Утро. Маня сидит на террасе, в блузе и пальто. Голова покрыта шелковым платочком. На коленях книга, но она не читает. Нина только что заснула, и Агата побежала за провизией. Агата любит эти часы, шум рынка, запах овощей, утреннюю свежесть. Маня наслаждается тишиной и одиночеством.
— Автомобиль едет, madame, — говорит лысая старуха, хозяйка, выходя за ворота садика и вглядываясь в даль шоссе.
Екнуло сердце в предчувствии радости.
Вот и Марк. Она его ждала. И только сейчас поняла это. Сердце дрожит в груди.
— Едем кататься? Ты за мною?
— Да, да. Ты готова?
— Я оденусь быстро. Подождем только Агату! Она скоро вернется. Посиди.
Он садится на старые ступеньки и закуривает.
Почему нынче в ее глазах он увидел тень прежнего? Почему дрогнули ее пальцы, коснувшиеся его руки?
«Я безумец, — думает он с горькой усмешкой. — Она теперь вся в искусстве и в прошлом. Она грезит о Версале. На что ей моя любовь?..»
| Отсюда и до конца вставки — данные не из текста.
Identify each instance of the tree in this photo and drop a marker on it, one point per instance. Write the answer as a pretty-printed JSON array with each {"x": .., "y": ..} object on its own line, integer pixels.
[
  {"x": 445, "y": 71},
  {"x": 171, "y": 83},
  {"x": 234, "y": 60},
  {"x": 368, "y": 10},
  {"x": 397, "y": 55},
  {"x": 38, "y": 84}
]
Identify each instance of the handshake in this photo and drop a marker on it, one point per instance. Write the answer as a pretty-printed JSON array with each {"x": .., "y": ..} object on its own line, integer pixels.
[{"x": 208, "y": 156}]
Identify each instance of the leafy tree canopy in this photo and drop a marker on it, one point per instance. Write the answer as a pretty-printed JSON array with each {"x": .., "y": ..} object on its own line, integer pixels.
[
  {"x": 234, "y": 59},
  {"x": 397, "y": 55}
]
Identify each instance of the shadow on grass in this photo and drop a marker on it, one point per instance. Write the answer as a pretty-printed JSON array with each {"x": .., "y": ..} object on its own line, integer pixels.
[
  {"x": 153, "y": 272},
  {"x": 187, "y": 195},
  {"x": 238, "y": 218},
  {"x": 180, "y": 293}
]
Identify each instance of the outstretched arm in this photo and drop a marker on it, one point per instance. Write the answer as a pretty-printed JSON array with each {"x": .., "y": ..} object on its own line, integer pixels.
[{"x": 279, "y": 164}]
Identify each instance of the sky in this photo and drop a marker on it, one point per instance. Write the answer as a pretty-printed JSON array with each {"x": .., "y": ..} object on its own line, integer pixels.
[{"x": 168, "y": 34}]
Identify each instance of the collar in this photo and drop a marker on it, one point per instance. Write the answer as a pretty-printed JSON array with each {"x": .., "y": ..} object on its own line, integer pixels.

Они мчатся по шоссе, оставляя в стороне вокзал Сен-Лазар и железнодорожную линию.
Закрывая глаза от наслаждения, Маня подставляет лицо ветру. Серая вуаль бьет ее по плечам.
Вот и Версаль. Площадь. Ратуша. Гостиница. Вокзал. Теперь это захудалый провинциальный городок, где живут тихо, торгуют тихо, вечером играют в зале гостиницы на биллиарде, рано ложатся спать, а утром все читают газету, от доски до доски. Здесь все ярые политики. В Париж ездят редко. И долго потом говорят об этой поездке.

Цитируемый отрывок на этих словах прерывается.